PCB Fabrication and Assembly with Highleap
Highleap Electronics is a China-based PCB and PCBA manufacturer that accepts standard outputs from any EDA tool — EAGLE, Fusion, KiCad, Altium, and others — for customers in the United States, Europe, and Asia-Pacific:
- Online Gerber viewer — confirm your exported layers look right before ordering.
- DFM review — catch manufacturability issues, useful right after a tool migration when settings may have changed.
- PCB fabrication and assembly from standard Gerber/drill/BOM data, whatever CAD tool produced it.
- PCB layout assistance if you need help reproducing a design in a new tool.

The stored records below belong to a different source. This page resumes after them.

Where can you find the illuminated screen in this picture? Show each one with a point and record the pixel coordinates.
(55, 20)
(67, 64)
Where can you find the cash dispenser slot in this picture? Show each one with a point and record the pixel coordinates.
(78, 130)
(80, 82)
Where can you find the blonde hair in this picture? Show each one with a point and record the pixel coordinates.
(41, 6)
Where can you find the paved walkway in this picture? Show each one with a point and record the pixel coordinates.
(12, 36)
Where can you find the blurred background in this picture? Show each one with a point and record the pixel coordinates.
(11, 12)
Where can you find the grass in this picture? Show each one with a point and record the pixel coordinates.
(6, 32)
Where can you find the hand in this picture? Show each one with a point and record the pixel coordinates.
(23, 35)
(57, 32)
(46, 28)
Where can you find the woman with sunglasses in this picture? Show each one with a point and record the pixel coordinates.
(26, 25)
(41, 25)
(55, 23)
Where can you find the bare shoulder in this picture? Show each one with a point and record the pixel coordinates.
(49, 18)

Figure 2. EAGLE PCB design software details
EAGLE PCB Design Software FAQ
Is EAGLE being discontinued?
Yes. Autodesk has set EAGLE’s end of life for June 7, 2026, after which it is no longer sold or supported and the standalone application can no longer be run. Its design technology continues inside Autodesk Fusion’s Electronics workspace.
Can I still open my old EAGLE files?
Yes — through migration. Autodesk Fusion opens EAGLE .sch and .brd files directly, and KiCad can import them with its EAGLE importer. Export and migrate before the cutoff rather than relying on launching standalone EAGLE afterward.
What is the best free alternative to EAGLE?
KiCad. It is free and open-source, actively developed, covers schematic capture, PCB layout, and 3D, and includes an importer that reads EAGLE files. It is the most common destination for users leaving EAGLE who don’t want a subscription.
What is the official replacement for EAGLE?
Autodesk Fusion. EAGLE’s engine was merged into Fusion’s Electronics workspace in 2020, so Fusion is the official continuation and the most faithful path for existing EAGLE projects.
Do I need to re-design my board if EAGLE is gone?
No. Import your existing files into Fusion or KiCad, verify the import, and regenerate manufacturing outputs. And if you already have Gerbers for a finished board, you can keep ordering it as-is — Gerbers are tool-independent.
Will my PCB manufacturer still accept my files after EAGLE ends?
Yes. Manufacturers build from standard Gerber and NC-drill files plus a BOM, which are not tied to EAGLE. Whether the data came from EAGLE, Fusion, or KiCad, the fabrication package is the same.
What were EAGLE’s main file types?
.sch for the schematic, .brd for the board layout, and .lbr for libraries. Both Fusion and KiCad can read the schematic and board files; check that custom libraries import correctly and remap parts as needed.
Should I migrate to Fusion or to KiCad?
Choose Fusion if you want the most faithful continuation of EAGLE (it shares EAGLE’s engine), are comfortable with a subscription, or value tight mechanical/ECAD integration with Fusion’s CAD side. Choose KiCad if you want a free, open-source tool with no subscription, cross-platform support, and a strong community — accepting a short learning curve as menus and workflows differ. Both import EAGLE files, so a practical approach is to import a test project into each and see which feels right before committing.
Is EAGLE still free for hobbyists and students in 2026?
EAGLE’s free and maker tiers were folded into Autodesk Fusion, and Autodesk is ending EAGLE on June 7, 2026, after which the standalone app can no longer be launched. For a free option going forward, KiCad is the common choice — it is free, open-source, and reads EAGLE .sch and .brd files.